結婚したらチーム追放…世界のサッカークラブで「最も熱いライバル関係」は
FIFAワールドカップカタール2022(カタールW杯)が、11月21日ついに開幕した。日本代表はドイツ、コスタリカ、スペインと同じグループEに所属しており初戦のドイツ戦では2-1の逆転勝利、27日の第2戦でコスタリカと対戦する。
ブエノスアイレス生まれのサッカー・ジャーナリストであるルチアーノ・ウェルニッケ氏の著書『サッカーはなぜ11人対11人で戦うのか?』(訳・桑田健)が話題だ。
競技の歴史から信じられないような珍事まで網羅した同書は、南米、欧州、中東、北米、アジア……世界中で読まれている。今回の記事では、「69:世界で最も熱いライバル関係?」「75:最も多くの選手がレッドカードを受けた試合は?」の項を紹介する(以下、同書より一部編集のうえ抜粋)。
69:世界で最も熱いライバル関係?
権威あるイギリスの雑誌『フォーフォーツー』の記事によると、世界のサッカー界で最も激しいダービーマッチは、アルゼンチンの強豪リーベル・プレートとボカ・ジュニアーズの「スペールクラシコ」だという。同じ国のふたつのクラブによる世界で最も熱い50の顔合わせを分析したその記事では上位10組まであげられている。
2位以下はレアル・マドリードとバルセロナ(スペイン)、セルティックとレンジャーズ(スコットランド)、ナシオナルとペニャロール(ウルグアイ)、ローマとラツィオ(イタリア)、フェネルバフチェとガラタサライ(トルコ)、リヴァプールとマンチェスター(イングランド)、グレミオとインテルナシオナル(ブラジル)、ボルシア・ドルトムントとシャルケ04(ドイツ)、アル・アハリとザマレク(エジプト)となっている。
順位はチームの人気、ファン同士の争いの歴史、選手間の事件に基づいて作成された。このイギリスの雑誌が選出した50組にはある特別な組み合わせが抜けている。その関係に遺恨と嫌悪しかないドイツのふたつのクラブで、2022年~2023年のシーズンをブンデスリーガの2部で迎えるFCニュルンベルクとシュピールフェアアイニグング・グロイター・フュルト(通称グロイター・フュルト)だ。
ニュルンベルクとグロイター・フュルト
ニュルンベルクの本拠地マックス・モーロック・スタジアムと、グロイター・フュルトのシュポルトパルク・ロンホフは10キロしか離れておらず、互いに公言している相手に対する嫌悪感は身の毛もよだつほどだ。

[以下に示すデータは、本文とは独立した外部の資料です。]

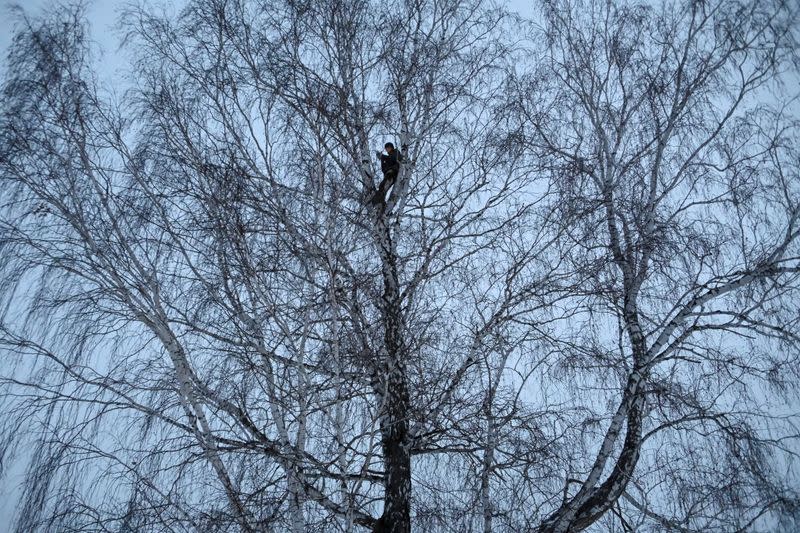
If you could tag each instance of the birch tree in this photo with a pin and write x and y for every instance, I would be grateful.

1924年4月21日、オランダとの親善試合のためアムステルダムに向かったドイツチームは、ニュルンベルク(その年のドイツサッカー選手権に優勝)とグロイター・フュルト(前のシーズンのサウスリーグ優勝チーム)の選手だけで構成されていた。
両クラブの選手間の関係は非常に悪かったため、列車での移動の際に赤と黒を基調とするユニフォームのニュルンベルクの5選手(ハイナー・ストゥルファウス、アントン・クグラー、ハンス・カルブ、ハンス・シュミット、ハインリッヒ・トレッグ)は、緑のユニフォームのグロイター・フュルトの6選手(ヨーゼフ・ミュラー、ハンス・ハーゲン、カール・アウアー、アンドレアス・フランツ、レオンハルト・サイデラー、ウィリー・アシェール)とは別の車両を使用した。